Running for Congress - Evaluating your potential as a candidate

Take a good long look at yourself, your life, your family, your whole situation.  Try to be unbiased (if you can’t, ask an acquaintance to evaluate you).

  • Are you an upstanding citizen?
  • Are you involved in community activities?
  • Do you have a good ‘story’ for yourself?
  • Are you an involved parent (if you have children)?
  • Are you an extrovert?
  • Are you passionate about the people around you?
  • Do you feel strongly about a variety of local, state and national issues?
  • Are you patriotic, perhaps to a freakish degree?
  • Are you intimately familiar with your entire Congressional district?
  • Do you know the best places to eat and meet in your district – from the greasy spoons to the hidden gem bistros?
  • Do you know local small business owners throughout your district, and call them by their first name?
  • Do you have a firm handshake?
  • Do you have a warm smile?
  • Do you remember names and faces well?
  • Are you a straight-shooter?
  • Can you hold your own in a debate, without blowing up or losing your nerve for any reason?
  • Can you smile while someone is calling you a liar and a cheat?
  • Have you always paid your taxes on time and appropriately?
  • Do you have a supportive spouse and family?
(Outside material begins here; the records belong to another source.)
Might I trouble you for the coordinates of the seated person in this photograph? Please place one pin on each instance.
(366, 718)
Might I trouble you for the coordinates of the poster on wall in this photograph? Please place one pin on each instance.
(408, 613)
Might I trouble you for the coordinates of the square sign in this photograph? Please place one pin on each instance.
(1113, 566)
  • Do you know the local and state politicos well?
  • Would you feel comfortable cold-calling strangers and asking them for money?  Lots of money?
  • Can you refrain from saying bad things about your opponent, even if they’re true?
  • Do you have a large group of supportive friends?
  • Are your relationships with those friends deep?
  • Do you have any political, business or community leadership experience?
  • Are you on any boards or in a leadership position of any charities?
If you can answer in the affirmative to the vast majority of these, you’re on the right track in your decision to run for Congress.  It’s terribly important to determine first whether or not you are capable of being a candidate, before you put yourself through the most stressful and chaotic year of your entire life.